In the face of this reality, how do we transition from the storyline of unlimited growth and intense capitalist competition to a storyline that calls for community union, local shared economic prosperity, and the building of a Repair Culture?
The repair Journey may begin with steps like these:
- The region and its communities commit to being a leader in sustainability and resilience.
- Local people hold their elected officials responsible for inaction and reward effective action.
- We recognize that real economic pain is associated with the changes needed to mitigate and avoid the effects of sea level rise and climate change, and find ways to reduce that pain.
Revival of the Commons
Shared Management of Shared Resources
A key strategy of our Repair Culture, if it is to succeed, will be for communities to take back the commons — finding ways to manage our waterways, fisheries, pastures, forests and other local landscapes in a sustainable manner that can be productive for hundreds of years.
This means reinstituting many of the rules that people created and used in generations past to protect shared resources for future generations so that they could be harvested and shared without degrading ecosystems. [While local supervision flies in the face of 21st century trends of federal and state management, corporate exploitation, or privatization — it helps to build community resilience.
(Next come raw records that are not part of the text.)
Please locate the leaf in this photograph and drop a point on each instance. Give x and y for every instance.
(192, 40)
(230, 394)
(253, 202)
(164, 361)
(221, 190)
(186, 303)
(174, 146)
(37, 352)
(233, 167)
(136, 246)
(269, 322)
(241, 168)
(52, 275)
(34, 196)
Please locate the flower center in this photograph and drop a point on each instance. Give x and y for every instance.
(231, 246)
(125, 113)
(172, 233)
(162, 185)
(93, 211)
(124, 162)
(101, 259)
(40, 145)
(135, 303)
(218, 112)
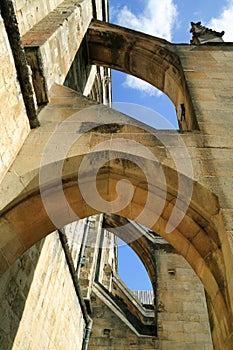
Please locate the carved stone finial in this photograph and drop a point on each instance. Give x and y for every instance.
(202, 35)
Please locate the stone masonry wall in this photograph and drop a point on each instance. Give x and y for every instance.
(182, 312)
(31, 12)
(14, 126)
(38, 305)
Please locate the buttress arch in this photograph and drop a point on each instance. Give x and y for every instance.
(200, 237)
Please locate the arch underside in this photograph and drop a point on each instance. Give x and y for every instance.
(149, 58)
(25, 220)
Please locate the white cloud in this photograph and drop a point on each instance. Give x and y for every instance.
(158, 18)
(141, 85)
(224, 22)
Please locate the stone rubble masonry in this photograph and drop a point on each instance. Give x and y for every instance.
(14, 125)
(39, 307)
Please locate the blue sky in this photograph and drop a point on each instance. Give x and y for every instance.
(168, 19)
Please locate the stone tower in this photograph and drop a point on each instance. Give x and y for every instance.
(65, 156)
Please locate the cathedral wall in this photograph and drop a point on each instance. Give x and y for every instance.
(14, 125)
(181, 305)
(31, 12)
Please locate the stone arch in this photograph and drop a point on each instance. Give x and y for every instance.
(146, 57)
(200, 237)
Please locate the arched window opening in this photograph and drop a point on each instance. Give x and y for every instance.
(131, 270)
(142, 101)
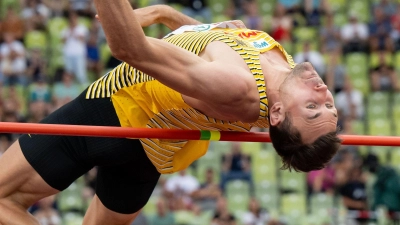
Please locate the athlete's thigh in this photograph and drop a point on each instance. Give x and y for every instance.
(126, 187)
(97, 213)
(19, 181)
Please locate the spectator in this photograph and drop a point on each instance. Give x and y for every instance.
(314, 57)
(90, 185)
(251, 18)
(335, 73)
(208, 193)
(386, 188)
(82, 7)
(36, 65)
(255, 215)
(74, 37)
(380, 30)
(349, 102)
(354, 35)
(322, 181)
(236, 165)
(313, 10)
(13, 62)
(13, 24)
(384, 77)
(163, 216)
(197, 9)
(291, 6)
(222, 216)
(395, 22)
(388, 7)
(46, 214)
(12, 101)
(65, 91)
(93, 53)
(330, 36)
(235, 9)
(40, 91)
(281, 24)
(39, 100)
(343, 162)
(179, 189)
(57, 7)
(354, 194)
(35, 12)
(140, 219)
(37, 111)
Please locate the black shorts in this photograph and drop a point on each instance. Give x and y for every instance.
(126, 177)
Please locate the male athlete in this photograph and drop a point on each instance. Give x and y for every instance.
(214, 77)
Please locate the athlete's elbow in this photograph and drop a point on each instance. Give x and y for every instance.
(132, 55)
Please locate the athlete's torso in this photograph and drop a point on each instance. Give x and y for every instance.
(142, 101)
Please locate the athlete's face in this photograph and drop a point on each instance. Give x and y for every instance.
(309, 102)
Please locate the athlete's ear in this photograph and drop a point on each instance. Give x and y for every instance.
(97, 17)
(276, 114)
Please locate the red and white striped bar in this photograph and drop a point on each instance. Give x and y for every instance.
(119, 132)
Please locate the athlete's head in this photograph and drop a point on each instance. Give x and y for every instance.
(304, 121)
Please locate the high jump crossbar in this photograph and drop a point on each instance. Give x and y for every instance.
(174, 134)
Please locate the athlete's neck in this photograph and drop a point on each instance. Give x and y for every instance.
(275, 69)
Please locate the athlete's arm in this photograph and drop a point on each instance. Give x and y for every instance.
(165, 15)
(162, 14)
(181, 70)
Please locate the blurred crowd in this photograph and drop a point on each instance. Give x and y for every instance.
(50, 50)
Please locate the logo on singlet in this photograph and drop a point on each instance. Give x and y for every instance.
(203, 27)
(240, 42)
(260, 44)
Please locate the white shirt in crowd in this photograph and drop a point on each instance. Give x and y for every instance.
(343, 101)
(350, 30)
(74, 46)
(17, 65)
(185, 183)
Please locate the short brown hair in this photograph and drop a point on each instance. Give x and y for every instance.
(299, 156)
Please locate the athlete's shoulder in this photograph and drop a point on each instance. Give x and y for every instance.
(231, 24)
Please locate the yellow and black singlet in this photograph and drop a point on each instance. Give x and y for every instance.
(142, 101)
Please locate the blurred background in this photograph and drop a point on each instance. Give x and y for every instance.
(51, 50)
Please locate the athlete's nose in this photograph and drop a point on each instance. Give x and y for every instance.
(321, 87)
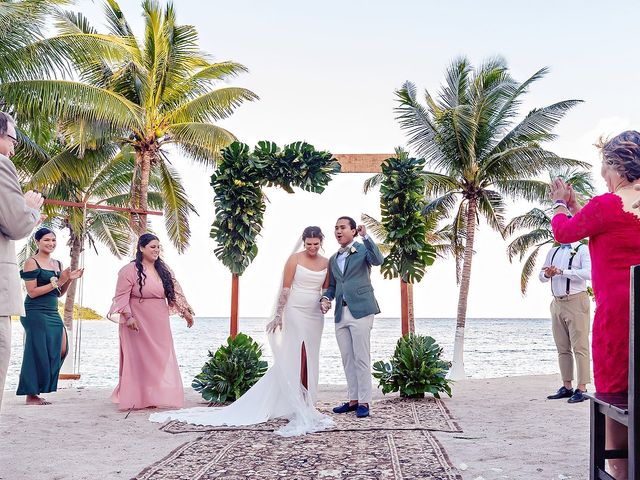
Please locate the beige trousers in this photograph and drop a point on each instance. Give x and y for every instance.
(570, 321)
(354, 340)
(5, 351)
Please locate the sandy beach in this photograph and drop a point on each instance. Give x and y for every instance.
(509, 431)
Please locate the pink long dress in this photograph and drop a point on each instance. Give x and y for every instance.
(149, 374)
(614, 245)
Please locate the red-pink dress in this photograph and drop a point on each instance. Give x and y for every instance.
(614, 245)
(149, 374)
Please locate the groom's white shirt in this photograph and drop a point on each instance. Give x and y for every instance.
(341, 258)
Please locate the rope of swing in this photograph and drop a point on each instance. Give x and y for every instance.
(80, 295)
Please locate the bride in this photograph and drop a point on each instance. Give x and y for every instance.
(289, 388)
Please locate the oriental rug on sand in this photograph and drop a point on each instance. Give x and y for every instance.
(353, 455)
(393, 444)
(388, 414)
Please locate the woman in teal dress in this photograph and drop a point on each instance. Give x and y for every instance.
(46, 338)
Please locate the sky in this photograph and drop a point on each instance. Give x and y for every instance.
(326, 73)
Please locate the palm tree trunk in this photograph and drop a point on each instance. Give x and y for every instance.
(140, 191)
(457, 368)
(406, 307)
(76, 249)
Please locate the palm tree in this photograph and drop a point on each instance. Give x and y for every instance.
(441, 240)
(101, 176)
(537, 223)
(146, 96)
(468, 134)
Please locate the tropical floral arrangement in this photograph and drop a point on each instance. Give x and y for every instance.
(232, 370)
(415, 368)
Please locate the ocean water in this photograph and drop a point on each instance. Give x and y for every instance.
(493, 347)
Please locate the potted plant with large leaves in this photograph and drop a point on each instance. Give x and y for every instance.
(415, 368)
(401, 204)
(232, 370)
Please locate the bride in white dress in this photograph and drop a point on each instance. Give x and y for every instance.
(289, 388)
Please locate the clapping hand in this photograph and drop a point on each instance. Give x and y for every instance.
(68, 274)
(33, 199)
(552, 271)
(560, 191)
(325, 305)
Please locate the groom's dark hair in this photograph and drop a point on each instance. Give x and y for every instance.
(352, 222)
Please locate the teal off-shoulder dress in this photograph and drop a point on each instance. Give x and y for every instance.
(44, 329)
Like a bank account, a farmer or fishermen never removes more from a commons ecosystem than nature can replace in a reasonable amount of time. And it is the community that ultimately benefits.]
The co-operatives model
Co-operatives in various forms (production, retail, housing, and credit) are another organizational model in which ethics are embodied and embedded, and which are vital to a functioning local Repair Culture. Co-operative principles confer greater resilience – which matches the priority for safety and security in difficult times. Although there are no panaceas and co-ops can fail too, it is also true that co-ops have a track record of longevity and survival that is superior in many cases to private companies [that is vital in times of economic contraction and environmental turmoil.
Living fully in a world of “what if”
We can move steadily away from dependence on increasingly undependable fossil fuels, giant transnational companies, and international finances. We can build energy, food, and economic redundancies into local communities to buffer them against international and national shortages and systems collapses. We can invest in our neighborhoods and our neighbors, working together to create “too small to fail” Main Street businesses, non-profits and local governments that strive in union to serve their communities and the people.
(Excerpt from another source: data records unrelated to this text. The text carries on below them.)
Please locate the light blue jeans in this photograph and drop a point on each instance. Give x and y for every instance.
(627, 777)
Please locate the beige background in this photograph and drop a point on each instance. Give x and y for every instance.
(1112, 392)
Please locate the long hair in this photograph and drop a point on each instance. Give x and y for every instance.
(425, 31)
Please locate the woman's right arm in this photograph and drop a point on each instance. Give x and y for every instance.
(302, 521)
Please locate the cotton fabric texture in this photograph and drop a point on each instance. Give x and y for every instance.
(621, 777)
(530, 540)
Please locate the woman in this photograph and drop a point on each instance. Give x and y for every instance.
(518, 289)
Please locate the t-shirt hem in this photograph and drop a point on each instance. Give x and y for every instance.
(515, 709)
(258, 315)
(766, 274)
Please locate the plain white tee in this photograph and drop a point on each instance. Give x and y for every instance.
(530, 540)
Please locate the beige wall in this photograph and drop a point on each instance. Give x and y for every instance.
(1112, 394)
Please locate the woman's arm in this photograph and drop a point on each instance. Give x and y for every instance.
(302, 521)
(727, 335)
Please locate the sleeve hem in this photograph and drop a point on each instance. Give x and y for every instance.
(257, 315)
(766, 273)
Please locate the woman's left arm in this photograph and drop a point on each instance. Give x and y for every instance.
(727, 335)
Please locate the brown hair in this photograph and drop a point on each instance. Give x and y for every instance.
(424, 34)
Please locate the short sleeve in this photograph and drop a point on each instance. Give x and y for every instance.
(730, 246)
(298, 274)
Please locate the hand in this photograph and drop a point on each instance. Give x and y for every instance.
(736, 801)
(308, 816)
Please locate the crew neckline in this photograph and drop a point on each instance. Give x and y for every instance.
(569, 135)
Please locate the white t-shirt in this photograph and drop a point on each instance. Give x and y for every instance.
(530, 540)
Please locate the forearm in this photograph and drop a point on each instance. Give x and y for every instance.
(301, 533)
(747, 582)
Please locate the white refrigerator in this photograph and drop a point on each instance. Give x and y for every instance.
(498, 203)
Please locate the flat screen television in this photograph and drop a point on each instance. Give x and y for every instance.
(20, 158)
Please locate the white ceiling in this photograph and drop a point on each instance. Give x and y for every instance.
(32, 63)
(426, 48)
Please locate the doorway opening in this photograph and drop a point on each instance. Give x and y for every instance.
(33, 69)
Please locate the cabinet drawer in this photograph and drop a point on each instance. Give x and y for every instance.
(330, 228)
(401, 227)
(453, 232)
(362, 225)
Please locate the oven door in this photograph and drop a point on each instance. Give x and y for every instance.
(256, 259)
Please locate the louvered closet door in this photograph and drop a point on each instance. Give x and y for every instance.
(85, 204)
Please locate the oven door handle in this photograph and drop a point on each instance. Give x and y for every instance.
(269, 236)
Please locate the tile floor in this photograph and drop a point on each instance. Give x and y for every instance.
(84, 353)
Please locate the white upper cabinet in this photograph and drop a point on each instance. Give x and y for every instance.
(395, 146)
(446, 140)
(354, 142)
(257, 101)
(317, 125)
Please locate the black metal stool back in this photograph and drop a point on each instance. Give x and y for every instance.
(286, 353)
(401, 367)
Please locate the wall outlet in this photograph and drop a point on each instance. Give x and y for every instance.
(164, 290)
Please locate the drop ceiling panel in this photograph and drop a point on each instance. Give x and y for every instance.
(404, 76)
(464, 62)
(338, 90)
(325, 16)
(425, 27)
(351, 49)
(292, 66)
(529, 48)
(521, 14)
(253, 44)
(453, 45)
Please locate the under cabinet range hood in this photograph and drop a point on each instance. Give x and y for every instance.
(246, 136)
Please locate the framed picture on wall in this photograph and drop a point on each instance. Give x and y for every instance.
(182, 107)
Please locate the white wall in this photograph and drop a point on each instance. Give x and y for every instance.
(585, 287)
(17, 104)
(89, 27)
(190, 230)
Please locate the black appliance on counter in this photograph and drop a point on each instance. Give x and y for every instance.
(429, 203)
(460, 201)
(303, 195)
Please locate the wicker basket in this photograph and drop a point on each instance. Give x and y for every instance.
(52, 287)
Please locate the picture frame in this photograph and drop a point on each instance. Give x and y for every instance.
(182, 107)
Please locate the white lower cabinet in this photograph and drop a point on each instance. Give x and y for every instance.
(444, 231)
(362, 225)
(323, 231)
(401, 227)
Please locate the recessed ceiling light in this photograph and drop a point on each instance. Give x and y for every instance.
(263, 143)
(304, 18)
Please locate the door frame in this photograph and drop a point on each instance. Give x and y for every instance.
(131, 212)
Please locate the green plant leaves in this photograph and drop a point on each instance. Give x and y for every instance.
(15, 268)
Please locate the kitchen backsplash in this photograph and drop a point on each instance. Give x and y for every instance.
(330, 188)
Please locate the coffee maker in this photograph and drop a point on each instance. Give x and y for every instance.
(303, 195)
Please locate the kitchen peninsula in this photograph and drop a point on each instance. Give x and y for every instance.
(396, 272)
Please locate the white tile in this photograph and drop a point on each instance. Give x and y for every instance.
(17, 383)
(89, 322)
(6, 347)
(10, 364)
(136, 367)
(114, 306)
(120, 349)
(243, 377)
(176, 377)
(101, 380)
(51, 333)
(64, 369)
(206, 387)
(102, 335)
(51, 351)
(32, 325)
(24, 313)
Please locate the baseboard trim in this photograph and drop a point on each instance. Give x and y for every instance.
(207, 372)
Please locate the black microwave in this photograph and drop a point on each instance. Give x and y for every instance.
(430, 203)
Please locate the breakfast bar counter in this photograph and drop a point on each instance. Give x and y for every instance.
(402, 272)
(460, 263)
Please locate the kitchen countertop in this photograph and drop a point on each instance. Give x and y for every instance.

None of this will insure us totally against the dangers ahead, but preparedness as engendered in a Repair Culture, will give our communities resilience and staying power. By acting now with foresight and hard work, we can care for each other, reinvesting in people and the land, creating a future for the Hudson Valley.
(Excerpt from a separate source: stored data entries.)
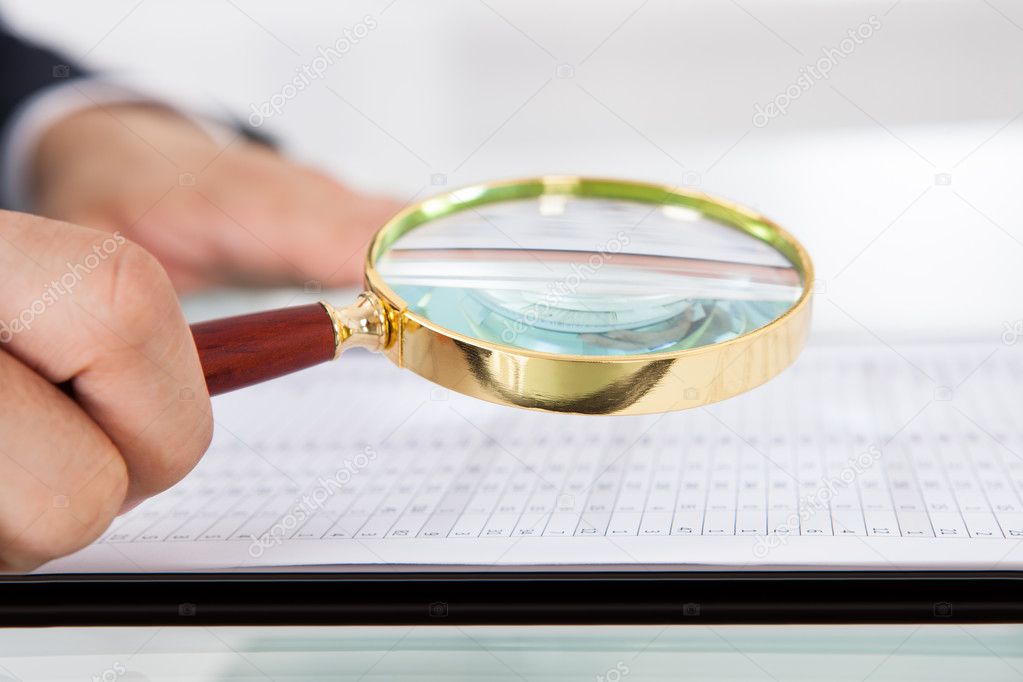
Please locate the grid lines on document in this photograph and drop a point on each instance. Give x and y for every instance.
(781, 461)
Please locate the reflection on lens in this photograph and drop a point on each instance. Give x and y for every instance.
(589, 276)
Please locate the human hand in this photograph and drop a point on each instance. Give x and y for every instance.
(210, 214)
(103, 399)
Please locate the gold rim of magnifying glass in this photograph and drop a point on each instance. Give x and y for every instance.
(579, 383)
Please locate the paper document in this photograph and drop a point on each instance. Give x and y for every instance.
(856, 456)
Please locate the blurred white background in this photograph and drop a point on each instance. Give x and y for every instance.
(899, 170)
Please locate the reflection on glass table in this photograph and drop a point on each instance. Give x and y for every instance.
(611, 654)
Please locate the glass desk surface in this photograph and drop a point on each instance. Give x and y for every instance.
(533, 653)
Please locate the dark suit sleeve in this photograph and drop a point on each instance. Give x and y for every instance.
(27, 70)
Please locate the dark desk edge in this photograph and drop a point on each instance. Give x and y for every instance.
(510, 598)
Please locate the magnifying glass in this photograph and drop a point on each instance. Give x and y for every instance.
(557, 293)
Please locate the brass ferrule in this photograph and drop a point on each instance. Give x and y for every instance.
(363, 324)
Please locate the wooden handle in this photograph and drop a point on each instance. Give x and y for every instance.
(236, 352)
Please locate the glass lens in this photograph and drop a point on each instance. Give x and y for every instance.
(589, 276)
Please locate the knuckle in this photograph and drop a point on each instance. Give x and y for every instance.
(137, 291)
(57, 525)
(169, 461)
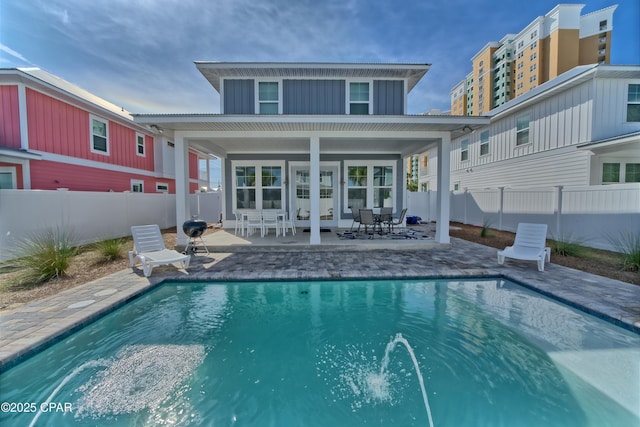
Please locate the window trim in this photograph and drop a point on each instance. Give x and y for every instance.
(144, 151)
(14, 175)
(370, 165)
(524, 129)
(258, 102)
(464, 150)
(635, 102)
(258, 184)
(135, 182)
(485, 143)
(348, 96)
(91, 135)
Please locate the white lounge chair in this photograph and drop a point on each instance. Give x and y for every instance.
(149, 249)
(529, 245)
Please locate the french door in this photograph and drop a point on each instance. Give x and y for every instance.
(300, 194)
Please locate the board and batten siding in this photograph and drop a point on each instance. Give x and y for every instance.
(60, 128)
(239, 96)
(9, 117)
(610, 108)
(388, 97)
(313, 97)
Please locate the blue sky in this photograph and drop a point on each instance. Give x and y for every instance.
(139, 54)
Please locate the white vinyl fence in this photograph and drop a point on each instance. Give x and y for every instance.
(90, 216)
(590, 215)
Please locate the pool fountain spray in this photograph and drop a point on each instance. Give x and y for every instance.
(399, 339)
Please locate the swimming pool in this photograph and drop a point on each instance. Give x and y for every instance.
(485, 352)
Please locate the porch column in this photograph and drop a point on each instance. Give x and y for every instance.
(183, 210)
(444, 177)
(314, 190)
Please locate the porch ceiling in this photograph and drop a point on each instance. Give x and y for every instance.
(227, 134)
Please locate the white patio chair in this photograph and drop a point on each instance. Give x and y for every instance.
(239, 226)
(253, 222)
(288, 222)
(270, 220)
(149, 249)
(529, 245)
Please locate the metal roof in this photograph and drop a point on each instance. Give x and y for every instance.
(214, 72)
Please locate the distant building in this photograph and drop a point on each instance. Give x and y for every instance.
(55, 135)
(579, 129)
(549, 46)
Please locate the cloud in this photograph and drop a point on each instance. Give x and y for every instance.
(14, 54)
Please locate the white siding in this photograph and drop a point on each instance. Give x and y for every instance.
(610, 108)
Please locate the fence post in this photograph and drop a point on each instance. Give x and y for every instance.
(559, 211)
(466, 193)
(500, 206)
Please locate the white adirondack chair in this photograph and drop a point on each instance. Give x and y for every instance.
(149, 249)
(529, 245)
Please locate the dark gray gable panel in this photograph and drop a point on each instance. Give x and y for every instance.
(239, 97)
(313, 97)
(388, 97)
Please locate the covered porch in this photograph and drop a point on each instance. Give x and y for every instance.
(314, 168)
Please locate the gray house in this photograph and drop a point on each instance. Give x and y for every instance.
(312, 139)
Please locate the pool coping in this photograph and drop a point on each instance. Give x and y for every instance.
(33, 327)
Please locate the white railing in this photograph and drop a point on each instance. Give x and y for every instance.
(589, 215)
(89, 216)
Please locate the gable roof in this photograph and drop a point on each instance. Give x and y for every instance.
(214, 72)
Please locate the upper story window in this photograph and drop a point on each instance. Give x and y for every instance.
(268, 98)
(140, 144)
(359, 98)
(522, 129)
(484, 143)
(633, 103)
(464, 150)
(99, 135)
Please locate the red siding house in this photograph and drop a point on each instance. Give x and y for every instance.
(54, 135)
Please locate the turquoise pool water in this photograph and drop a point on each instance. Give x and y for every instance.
(483, 352)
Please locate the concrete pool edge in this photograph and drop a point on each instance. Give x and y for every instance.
(38, 325)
We can create organizational and institutional structures that are sustainable, endowed with ethical values that serve all citizens not only a privileged elite. In our Hudson Valley Repair Culture, the emphasis will not be on blind, reckless progress at all cost, but on the creation of an equitable society that avoids resource depletion while fostering slow growth, and most importantly, hope for everyone, including the most vulnerable people and species.
Ultimately, the journey begins simply, with the joining of hands; the breaking of bread; and in taking a first step together, in your community or in mine.